To understand how and why the business analytics field is growing, we need to answer the question, “what does business analytics do?”
To answer this we will look at the goals and tasks handled by a business analyst. Business analytics is a field that drives practical, data-driven changes in a business. It is a practical application of statistical analysis that focuses on providing actionable recommendations. Analysts in this field focus on how to apply the insights they derive from data. Their goal is to draw concrete conclusions about a business by answering specific questions about why things happened, what will happen and what should be done.
Business analytics combines the fields of management, business and computer science. The business aspect requires both a high-level understanding of the business as well as the practical limitations that exist. The analytical part requires an understanding of data, statistics and computer science. This combination of fields allows business analysts to bridge the gap between management and technology. Effective communication and problem-solving are also key elements of business analytics to translate insights from data to information that is easily communicated to executives.
Business intelligence is a related field that also uses data to help understand and inform a business. What is the difference in goals of business analytics compared to business intelligence? Though both fields use data to answer questions business intelligence aims to understand what has happened in an organization to get to where you are. This includes measuring and tracking key performance indicators (KPIs.) Business analytics, on the other hand, aims to inform changes to a business through utilization of predictive models that provide insight into the outcome of proposed changes.
Business analytics utilizes big data, statistical analysis, and data visualization to implement organization changes. Predictive analytics is an important aspect of this work as it involves available data to create statistical models. These models can be used to predict outcomes and inform decision making. By learning from existing data, business analytics can make concrete recommendations to solve problems and improve businesses.
Examples of Business Analytics
Business analytics has applications in a wide array of different businesses. Some companies are developing innovative ways to use big data in order to improve their customer’s experience and maximize profits. Here is a real life example of business analytics:
Fast-food companies have begun to implement business analytics to streamline their restaurants. No one wants to have a slow experience in a fast-food drive-thru.

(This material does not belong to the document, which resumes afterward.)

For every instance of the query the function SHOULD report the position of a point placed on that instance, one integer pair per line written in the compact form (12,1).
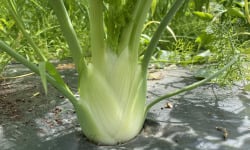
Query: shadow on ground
(31,120)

By monitoring how busy the drive-thru is these businesses can increase efficiency during peak hours. When the line gets long, the digital order boards change. They begin to highlight items that can be prepared quickly. This leads to more simple orders that can be completed quickly. When the lines are short, slower items with higher margins are featured. In this way, the store can respond to real-time needs to improve efficiency.
Other types of business analytics applications do more than just respond to the current situation. These techniques help businesses predict which customers are less likely to return. They can then target advertising and promotions to these customers to improve retention. Here are some examples of predictive analytics in business:
Casinos have embraced business analytics to improve their profits and keep customers coming back. Casinos have a complicated relationship with their customers. Though the house wins most of the time, players need to win enough to enjoy themselves and keep playing. Otherwise, players would quickly lose interest and stop coming back. By tracking players spending, casinos can learn which customers they make the most money from. They can offer greater incentives to these big spenders to keep them coming back. The collected data also helps these resorts understand which amenities are most popular.
Business Analytics Tools
The application of business analytics requires the use of specialized tools. There are data analytics tools that can be used in business analytics to streamline the big data pipeline.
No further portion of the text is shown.